Below find six suggestions.

Case of general ZLS matrices.

Examples of properties are:

1. All cofactors of a square ZLS are equal.
2. Each square ZLS matrix of dimension $n$ has eigenvector $1^{n\times 1}$ with eigenvalue $0$.
3. If an $n\times n$ ZLS $A$ is moreover symmetric, and if $\mathrm{Sp}(\cdot)$ denotes the spectrum of a matrix, then each cofactor of $A$ equals $\frac{1}{n}\prod_{\lambda\in\mathrm{Sp(A)\setminus\{0\}}}\lambda$.
4. Rectangular ZLS matrices over a field $K$ form a $K$-vector space in the obvious way, and according to this thread its dimension is $(m-1)(n-1)$, and if $m=n$, then according to that thread its orthogonal complement w.r.t. the Frobenius inner product consists solely of sums of two rank-one matrices, more precisely, this orthogonal complement consists solely of matrices of the form $v\cdot 1^{1\times n} + 1^{n\times 1}\cdot w^{\text{t}}$.
5. Some relevant Lie theoretic consideration can be found in

Andreas Boukas, Philip Feinsilver, Anargyros Felouris, On the Lie structure of zero sum and related matrices. Random Oper. Stoch. Equ. 23, No. 4, 209-218 (2015)

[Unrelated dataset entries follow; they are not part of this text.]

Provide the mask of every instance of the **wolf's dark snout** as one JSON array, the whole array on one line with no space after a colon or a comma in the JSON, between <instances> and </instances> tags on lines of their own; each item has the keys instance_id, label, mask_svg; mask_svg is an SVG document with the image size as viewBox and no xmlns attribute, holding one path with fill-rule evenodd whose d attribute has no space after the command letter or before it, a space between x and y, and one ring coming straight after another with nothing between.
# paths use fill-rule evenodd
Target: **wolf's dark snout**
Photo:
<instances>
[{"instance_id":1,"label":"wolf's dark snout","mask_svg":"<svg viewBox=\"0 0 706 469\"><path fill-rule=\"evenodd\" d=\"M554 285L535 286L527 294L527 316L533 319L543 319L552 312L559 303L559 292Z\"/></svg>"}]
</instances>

Case of matrices which are differences of two doubly-stochastic matrices

1. If $A$ is the sum of two symmetric stochastic matrices, you may find it profitable to look in the direction of Horn's conjecture. Starting points could be R Bhatia: Algebraic Geometry Solves an Old Matrix Theorem. Resonance. December 1999, or this MO thread.